With the end of the trial period only months away, I was curious as to how all this was working out on the 40 bus route. I wanted to see with my own eyes if our long struggle had been worth it, and if the landmark legal decision for human rights in Israel had achieved anything of practical value.
It wasn’t an easy decision. As a religious woman facing the self-scrutiny and repentance required by the month of Elul, I asked myself if it was proper to risk triggering verbal abuse or physical violence. On the other hand, wasn’t it better for me to deliberately check out the situation and publicize the results, rather than allow some poor, unsuspecting tourist or Tel Avivian to unknowingly step into the situation? I admit, my heart skipped a beat when I saw the 40 bus pull up. An unpleasant sense of déjà vu enveloped me as I stepped inside, sitting down in exactly the same spot I’d chosen seven years before. The first thing I did was look around for the court-ordered sign reminding passengers they were free to choose their seats. It was nowhere to be found. Xeroxed and merely Scotch-taped inside buses, it had obviously been ripped off.

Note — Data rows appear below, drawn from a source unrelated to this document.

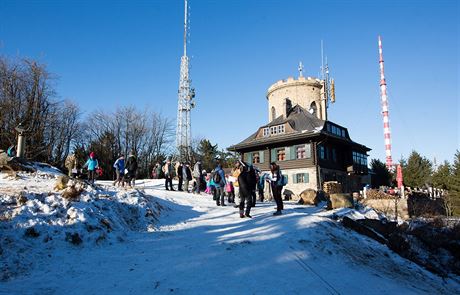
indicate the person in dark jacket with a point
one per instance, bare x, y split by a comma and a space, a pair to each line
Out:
187, 176
180, 175
247, 184
11, 152
169, 174
275, 179
119, 166
131, 166
92, 165
197, 174
219, 184
261, 186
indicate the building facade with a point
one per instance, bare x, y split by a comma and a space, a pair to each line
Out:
309, 149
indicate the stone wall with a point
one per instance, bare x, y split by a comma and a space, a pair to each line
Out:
387, 207
297, 188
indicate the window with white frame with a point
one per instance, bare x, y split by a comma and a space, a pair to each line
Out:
300, 152
301, 178
266, 132
281, 154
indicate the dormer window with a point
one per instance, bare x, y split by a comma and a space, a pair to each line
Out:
278, 129
266, 132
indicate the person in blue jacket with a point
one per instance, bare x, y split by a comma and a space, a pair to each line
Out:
92, 165
119, 166
218, 178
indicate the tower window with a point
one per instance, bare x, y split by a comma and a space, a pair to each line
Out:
313, 108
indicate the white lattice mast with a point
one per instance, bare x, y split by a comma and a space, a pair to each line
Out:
185, 99
386, 120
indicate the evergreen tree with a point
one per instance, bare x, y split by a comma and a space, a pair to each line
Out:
454, 187
381, 174
442, 177
417, 172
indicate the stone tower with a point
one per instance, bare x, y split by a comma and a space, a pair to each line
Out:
306, 92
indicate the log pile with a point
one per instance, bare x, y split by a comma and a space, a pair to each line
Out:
332, 187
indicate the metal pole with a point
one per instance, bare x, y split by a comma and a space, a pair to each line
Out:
21, 143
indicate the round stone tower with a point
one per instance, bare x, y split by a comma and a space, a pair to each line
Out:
306, 92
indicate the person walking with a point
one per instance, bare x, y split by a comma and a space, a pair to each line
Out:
187, 176
261, 186
246, 186
276, 183
92, 165
219, 184
197, 174
119, 166
180, 175
230, 190
168, 172
131, 166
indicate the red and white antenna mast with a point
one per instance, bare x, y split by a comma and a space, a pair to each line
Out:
386, 120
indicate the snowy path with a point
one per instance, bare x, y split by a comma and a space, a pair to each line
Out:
199, 248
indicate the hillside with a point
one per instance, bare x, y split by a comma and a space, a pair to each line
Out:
149, 240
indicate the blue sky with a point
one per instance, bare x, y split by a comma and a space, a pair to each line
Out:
114, 53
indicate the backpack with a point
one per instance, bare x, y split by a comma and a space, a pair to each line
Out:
216, 177
284, 180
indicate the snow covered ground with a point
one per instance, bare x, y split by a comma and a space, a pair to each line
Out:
197, 248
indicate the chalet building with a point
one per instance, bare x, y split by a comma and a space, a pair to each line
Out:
308, 148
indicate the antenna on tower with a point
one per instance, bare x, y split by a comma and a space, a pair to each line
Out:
185, 98
327, 81
300, 69
385, 111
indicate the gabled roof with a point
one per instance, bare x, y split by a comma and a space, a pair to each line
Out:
299, 119
303, 124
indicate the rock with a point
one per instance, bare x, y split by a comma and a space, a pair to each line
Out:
21, 199
31, 232
339, 201
388, 206
72, 193
381, 227
73, 238
61, 182
309, 197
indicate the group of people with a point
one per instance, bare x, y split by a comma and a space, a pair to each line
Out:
244, 176
125, 170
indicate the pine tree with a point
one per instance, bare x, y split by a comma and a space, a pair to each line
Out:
442, 177
418, 170
454, 185
381, 174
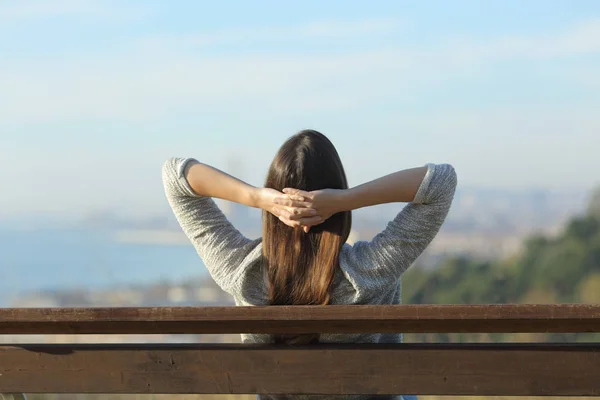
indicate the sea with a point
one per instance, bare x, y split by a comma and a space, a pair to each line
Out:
65, 258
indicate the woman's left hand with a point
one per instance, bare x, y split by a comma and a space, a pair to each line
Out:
292, 210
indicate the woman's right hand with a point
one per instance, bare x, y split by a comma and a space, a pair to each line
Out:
325, 202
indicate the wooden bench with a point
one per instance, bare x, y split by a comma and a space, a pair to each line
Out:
423, 369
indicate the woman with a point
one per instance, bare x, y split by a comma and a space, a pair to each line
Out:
303, 257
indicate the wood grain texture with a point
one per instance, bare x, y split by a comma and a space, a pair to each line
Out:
303, 319
504, 369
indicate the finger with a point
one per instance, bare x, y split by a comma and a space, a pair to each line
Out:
283, 201
289, 222
310, 221
296, 192
299, 213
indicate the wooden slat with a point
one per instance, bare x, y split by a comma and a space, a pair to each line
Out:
303, 319
509, 370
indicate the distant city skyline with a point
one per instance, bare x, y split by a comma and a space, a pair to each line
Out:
95, 95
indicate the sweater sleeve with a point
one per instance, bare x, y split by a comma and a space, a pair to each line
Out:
382, 261
220, 245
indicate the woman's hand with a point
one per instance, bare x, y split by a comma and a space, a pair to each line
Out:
324, 203
292, 210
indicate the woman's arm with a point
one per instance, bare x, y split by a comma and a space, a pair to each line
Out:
381, 261
401, 186
398, 187
208, 181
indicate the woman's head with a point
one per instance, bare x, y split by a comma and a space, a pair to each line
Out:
300, 265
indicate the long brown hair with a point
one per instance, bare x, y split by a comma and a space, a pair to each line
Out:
301, 266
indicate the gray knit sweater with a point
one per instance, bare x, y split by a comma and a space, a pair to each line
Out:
369, 272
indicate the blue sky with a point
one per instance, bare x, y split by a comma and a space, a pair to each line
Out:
95, 95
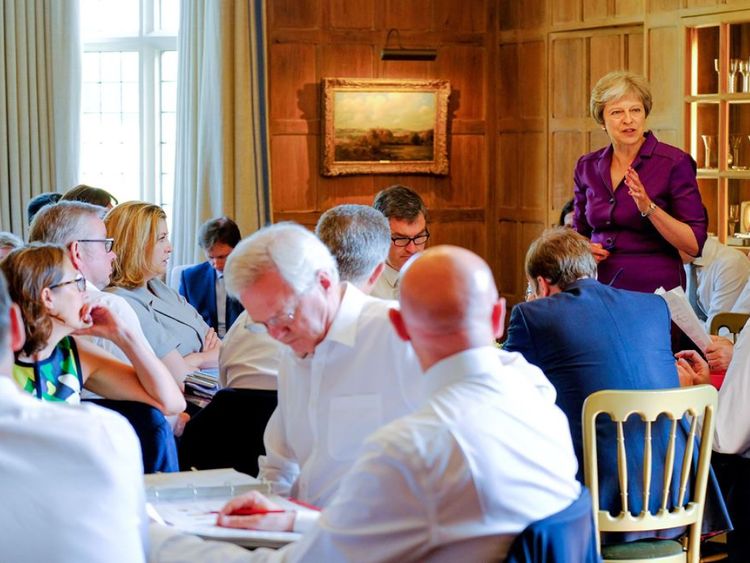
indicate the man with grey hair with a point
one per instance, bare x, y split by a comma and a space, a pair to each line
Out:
78, 226
8, 242
359, 238
487, 453
407, 218
587, 336
343, 372
57, 460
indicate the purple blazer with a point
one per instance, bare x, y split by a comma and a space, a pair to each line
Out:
640, 258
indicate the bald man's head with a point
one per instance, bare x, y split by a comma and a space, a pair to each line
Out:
449, 303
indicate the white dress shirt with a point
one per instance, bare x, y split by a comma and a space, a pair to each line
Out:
732, 435
455, 481
221, 305
387, 285
249, 360
361, 376
722, 274
71, 483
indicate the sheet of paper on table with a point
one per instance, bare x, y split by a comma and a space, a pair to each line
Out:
684, 316
187, 499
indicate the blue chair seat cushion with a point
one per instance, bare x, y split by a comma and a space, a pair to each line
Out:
641, 549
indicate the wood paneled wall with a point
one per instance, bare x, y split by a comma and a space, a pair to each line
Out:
342, 38
521, 74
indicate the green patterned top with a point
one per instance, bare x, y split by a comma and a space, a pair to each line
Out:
58, 378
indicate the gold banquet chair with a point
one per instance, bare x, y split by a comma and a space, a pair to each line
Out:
699, 402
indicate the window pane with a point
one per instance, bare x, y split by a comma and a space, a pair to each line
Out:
169, 66
168, 16
90, 67
117, 85
110, 133
109, 18
167, 121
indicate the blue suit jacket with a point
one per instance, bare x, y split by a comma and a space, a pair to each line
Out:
592, 337
198, 287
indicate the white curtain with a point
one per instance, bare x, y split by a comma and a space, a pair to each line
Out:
40, 76
221, 156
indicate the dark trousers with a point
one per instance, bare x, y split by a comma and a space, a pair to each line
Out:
228, 432
158, 446
733, 473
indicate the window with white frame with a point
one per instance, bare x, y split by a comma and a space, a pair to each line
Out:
128, 97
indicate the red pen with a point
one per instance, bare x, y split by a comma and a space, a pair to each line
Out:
251, 512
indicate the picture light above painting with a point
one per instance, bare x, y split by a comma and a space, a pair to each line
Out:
385, 126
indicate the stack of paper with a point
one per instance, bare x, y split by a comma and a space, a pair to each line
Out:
189, 501
201, 386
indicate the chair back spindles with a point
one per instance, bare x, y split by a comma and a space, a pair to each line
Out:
667, 443
647, 465
622, 465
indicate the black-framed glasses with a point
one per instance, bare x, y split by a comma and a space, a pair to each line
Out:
418, 240
108, 242
80, 282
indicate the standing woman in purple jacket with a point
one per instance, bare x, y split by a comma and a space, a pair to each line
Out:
637, 199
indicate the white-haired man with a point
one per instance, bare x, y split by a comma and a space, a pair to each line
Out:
359, 238
343, 374
78, 226
487, 454
71, 486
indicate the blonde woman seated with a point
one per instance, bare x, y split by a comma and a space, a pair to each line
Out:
177, 333
54, 363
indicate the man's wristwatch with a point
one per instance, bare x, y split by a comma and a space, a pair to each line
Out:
651, 208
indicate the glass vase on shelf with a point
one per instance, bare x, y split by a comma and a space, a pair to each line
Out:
709, 153
734, 219
733, 159
734, 65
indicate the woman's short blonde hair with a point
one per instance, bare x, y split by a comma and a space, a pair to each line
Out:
615, 85
135, 227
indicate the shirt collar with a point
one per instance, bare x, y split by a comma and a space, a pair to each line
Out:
344, 327
390, 275
459, 366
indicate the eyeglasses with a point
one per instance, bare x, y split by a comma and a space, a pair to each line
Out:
285, 318
108, 242
418, 240
80, 282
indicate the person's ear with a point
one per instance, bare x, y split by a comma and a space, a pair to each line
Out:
373, 279
498, 318
17, 330
74, 252
324, 280
397, 320
544, 287
47, 301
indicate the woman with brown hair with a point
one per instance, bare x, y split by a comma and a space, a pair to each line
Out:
54, 363
178, 334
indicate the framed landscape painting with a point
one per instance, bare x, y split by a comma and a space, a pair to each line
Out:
385, 126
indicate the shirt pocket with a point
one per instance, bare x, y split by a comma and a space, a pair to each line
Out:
350, 420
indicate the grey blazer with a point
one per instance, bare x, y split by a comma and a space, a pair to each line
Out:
168, 321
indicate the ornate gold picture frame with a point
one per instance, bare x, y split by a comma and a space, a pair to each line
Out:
385, 126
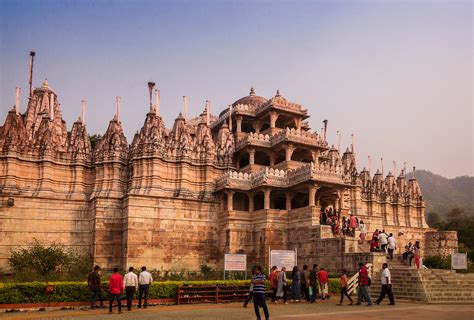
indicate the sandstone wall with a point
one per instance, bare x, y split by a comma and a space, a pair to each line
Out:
48, 202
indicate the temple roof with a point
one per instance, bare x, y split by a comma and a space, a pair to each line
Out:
252, 99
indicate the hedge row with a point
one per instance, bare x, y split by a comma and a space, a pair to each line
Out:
34, 292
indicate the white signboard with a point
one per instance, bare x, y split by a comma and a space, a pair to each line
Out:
459, 261
235, 262
283, 258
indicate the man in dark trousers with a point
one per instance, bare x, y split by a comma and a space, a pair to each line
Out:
363, 285
95, 288
144, 280
258, 281
386, 286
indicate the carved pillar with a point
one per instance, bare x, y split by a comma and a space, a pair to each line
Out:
315, 157
288, 200
230, 200
251, 206
273, 118
312, 194
272, 157
237, 162
251, 156
239, 124
257, 125
266, 202
289, 152
298, 124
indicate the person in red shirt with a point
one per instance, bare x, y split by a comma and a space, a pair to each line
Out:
323, 279
115, 290
363, 285
274, 282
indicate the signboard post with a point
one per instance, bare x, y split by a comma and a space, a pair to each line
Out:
235, 262
283, 258
458, 261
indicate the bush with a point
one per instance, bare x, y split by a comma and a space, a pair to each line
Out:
48, 262
34, 292
437, 262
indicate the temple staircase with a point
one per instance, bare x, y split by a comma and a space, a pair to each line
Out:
426, 285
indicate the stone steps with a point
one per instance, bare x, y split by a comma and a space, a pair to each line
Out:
429, 285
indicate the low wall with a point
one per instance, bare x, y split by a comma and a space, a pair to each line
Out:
440, 243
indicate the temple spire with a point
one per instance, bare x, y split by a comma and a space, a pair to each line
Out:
30, 75
83, 112
208, 112
325, 129
230, 117
151, 85
51, 105
157, 106
353, 144
381, 162
117, 113
185, 100
338, 135
17, 100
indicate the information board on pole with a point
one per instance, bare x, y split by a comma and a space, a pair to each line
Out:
459, 261
235, 262
283, 258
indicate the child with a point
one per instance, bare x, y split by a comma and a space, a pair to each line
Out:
344, 281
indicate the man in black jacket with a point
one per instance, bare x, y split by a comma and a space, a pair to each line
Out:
95, 287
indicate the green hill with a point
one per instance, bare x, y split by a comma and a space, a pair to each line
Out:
442, 195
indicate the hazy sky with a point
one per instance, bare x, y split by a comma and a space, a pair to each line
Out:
398, 74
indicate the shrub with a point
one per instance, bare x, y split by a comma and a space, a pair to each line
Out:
48, 262
34, 292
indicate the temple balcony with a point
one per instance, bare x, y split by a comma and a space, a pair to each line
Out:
280, 136
321, 174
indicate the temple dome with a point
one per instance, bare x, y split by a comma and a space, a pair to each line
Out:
252, 99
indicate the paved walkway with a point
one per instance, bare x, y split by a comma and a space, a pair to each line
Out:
234, 311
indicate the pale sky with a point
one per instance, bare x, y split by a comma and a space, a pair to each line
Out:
397, 74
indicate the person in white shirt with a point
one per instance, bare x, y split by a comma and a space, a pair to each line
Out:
383, 240
392, 245
145, 281
130, 284
386, 286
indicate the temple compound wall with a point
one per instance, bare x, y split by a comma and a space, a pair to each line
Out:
252, 179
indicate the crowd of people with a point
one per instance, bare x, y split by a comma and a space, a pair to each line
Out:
345, 226
309, 285
129, 283
380, 241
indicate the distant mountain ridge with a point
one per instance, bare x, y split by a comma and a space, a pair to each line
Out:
442, 194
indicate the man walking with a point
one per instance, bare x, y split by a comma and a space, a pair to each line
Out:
144, 282
392, 245
386, 286
383, 241
323, 278
363, 285
95, 287
274, 282
258, 281
130, 282
115, 290
304, 276
313, 282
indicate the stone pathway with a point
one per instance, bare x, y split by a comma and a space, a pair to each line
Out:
303, 311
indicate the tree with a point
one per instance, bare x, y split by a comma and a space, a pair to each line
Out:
45, 261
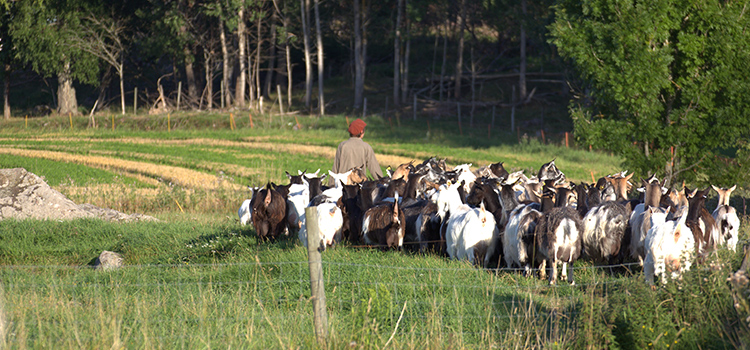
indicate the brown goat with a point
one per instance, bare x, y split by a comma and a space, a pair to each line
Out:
269, 213
384, 225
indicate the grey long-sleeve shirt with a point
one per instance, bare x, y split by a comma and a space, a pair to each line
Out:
354, 153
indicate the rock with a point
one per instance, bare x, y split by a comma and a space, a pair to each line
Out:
24, 195
108, 261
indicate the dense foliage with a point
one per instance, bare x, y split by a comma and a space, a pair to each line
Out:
664, 82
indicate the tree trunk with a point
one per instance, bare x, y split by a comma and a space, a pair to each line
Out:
321, 101
432, 67
358, 74
66, 93
225, 59
258, 50
460, 60
397, 54
121, 73
6, 92
288, 48
250, 75
209, 81
445, 61
305, 7
192, 86
189, 71
522, 68
405, 62
473, 84
271, 59
241, 82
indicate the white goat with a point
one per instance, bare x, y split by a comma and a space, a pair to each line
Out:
330, 224
726, 217
518, 240
469, 233
670, 247
245, 212
297, 201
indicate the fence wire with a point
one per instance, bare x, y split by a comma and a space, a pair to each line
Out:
464, 301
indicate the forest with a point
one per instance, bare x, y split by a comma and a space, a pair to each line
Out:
661, 83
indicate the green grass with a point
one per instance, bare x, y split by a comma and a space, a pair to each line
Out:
194, 283
198, 279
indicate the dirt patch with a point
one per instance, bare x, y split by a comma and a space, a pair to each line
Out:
24, 195
168, 174
183, 176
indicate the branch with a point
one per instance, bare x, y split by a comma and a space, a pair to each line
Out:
690, 167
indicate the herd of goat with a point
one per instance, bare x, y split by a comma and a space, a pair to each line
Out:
490, 217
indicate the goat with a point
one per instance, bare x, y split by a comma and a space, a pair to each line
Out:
315, 184
726, 217
468, 234
484, 192
701, 223
269, 212
669, 247
330, 224
297, 200
518, 240
558, 237
640, 217
604, 230
465, 175
245, 212
427, 227
383, 225
402, 171
493, 171
549, 171
621, 185
352, 212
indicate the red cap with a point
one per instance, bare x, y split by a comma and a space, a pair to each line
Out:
357, 127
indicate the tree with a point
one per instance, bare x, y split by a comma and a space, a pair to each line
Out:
319, 44
103, 36
43, 33
305, 8
6, 53
665, 83
460, 26
359, 53
397, 53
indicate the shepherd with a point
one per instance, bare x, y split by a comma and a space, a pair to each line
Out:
354, 152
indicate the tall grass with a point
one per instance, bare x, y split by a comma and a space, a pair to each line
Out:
209, 283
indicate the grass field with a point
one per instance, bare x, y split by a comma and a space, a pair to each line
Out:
198, 279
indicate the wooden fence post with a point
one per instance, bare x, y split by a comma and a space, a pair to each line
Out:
314, 260
281, 102
415, 107
179, 93
135, 101
364, 109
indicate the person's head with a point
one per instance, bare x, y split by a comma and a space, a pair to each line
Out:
357, 128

I glanced at the driver, wondering if he, too, was going to have the strength of Scotch tape when and if I needed him.
So far, I didn’t. The lone haredi man who had boarded with me had taken his seat and watched me take mine without a word of protest. The bus soon continued to its next stop, the one in which seven years previously all my problems had started. I glimpsed a large group of bearded haredi men in black hats and black suits toting packages and religious texts crowding the front door getting ready to board.
I sat there feeling vulnerable, exposed and helpless. Judge Rubinstein was far away.
One after another the men got on, glancing in my direction, then moving past. Not one of them stopped. Not a single one directed a word to me.
I exhaled.
With each stop, the bus grew more and more crowded, until the entire front section was almost completely filled, except for the double seat facing me, which remained empty. I felt a twinge of regret that my presence was preventing it from being used. In fact, if someone had asked me politely to move, I would probably have even agreed.
But no one did. In fact, no one said a word, or bothered me in any way. It was almost like being on a normal public bus, I thought, the kind I was used to taking every day.
Anxious to be done with my experiment and conscious that at any point in my journey the story could take a dangerous or unpleasant turn, I felt a sense of relief as we neared my final stop.
When I exited, I suddenly remembered the words that had been shouted at me so many years before: “There are laws in this country!” I smiled, thinking: There certainly are. While far from perfect, perhaps the decision of our Supreme Court justices clarifying the basic rules of conduct on public buses to all the citizens of Israel has done its work in helping us to all breathe easier as we board our public buses. Perhaps this is what a modest victory looks like for all sides.
On the way back home, I watched a 40 bus pull up to a crowded stop in Geula, all the men exiting from the front doors, all the women from the back, only to mingle and brush against each other in the crowded streets.
And later that day when I switched on my computer, I read about new immigrant Rachel Weinstein’s recent harassment by a hysterical female passenger on a Beit Shemesh bus and the unfortunate experience of a woman on a No. 56 bus who had to ask for the driver’s protection, only to be told by him (and later, by an Egged spokesman) that it was forbidden for drivers to interfere.
The journey isn’t over, but we are certainly further along.